Rescuing Progression in Antibiotic Discovery by Increasing Machine Learning Compatibility of High-Throughput Screening
Abstract
Antibiotic discovery has stagnated. To avoid catastrophe, it must speed up. One of the most heavily used methods of drug discovery is high-throughput screening, yet in the 40 years of use of high-throughput screening, zero antibiotics have come to market from this method. Recent advancements in deep learning have provided a potential solution to this problem. It has been demonstrated that with a clean yet relatively small training dataset, meaningful predictions can be made on large chemical libraries.
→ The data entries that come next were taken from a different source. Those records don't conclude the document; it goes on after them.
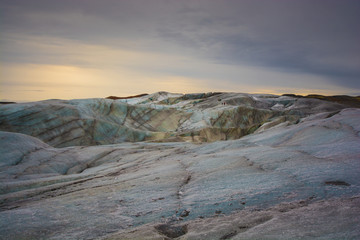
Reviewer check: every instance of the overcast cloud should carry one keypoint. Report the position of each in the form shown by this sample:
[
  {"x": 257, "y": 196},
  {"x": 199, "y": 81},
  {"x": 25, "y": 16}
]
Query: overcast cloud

However, relying on cherry-picked data with extremely confident ‘hits’ or ‘misses’ fails to represent the uncertainty of large real-world datasets. In this paper, I analyze the current state of HTS and propose and new workflow that is compatible with machine learning. The key to machine learning compatibility is determined to be the aversion of false negatives. More specifically, it is most important to reduce the ‘noise’ relative to the size of the dataset for maximum compatibility. Furthermore, using the standard tool ChemProp, I discern that the size of matters significantly, and small datasets of strong data will still fail to be compatible with machine learning models.
Citation
Tevonian, Robert Jeffrey (2021). Rescuing Progression in Antibiotic Discovery by Increasing Machine Learning Compatibility of High-Throughput Screening. Undergraduate Research Scholars Program. Available electronically from https : / /hdl .handle .net /1969 .1 /194327.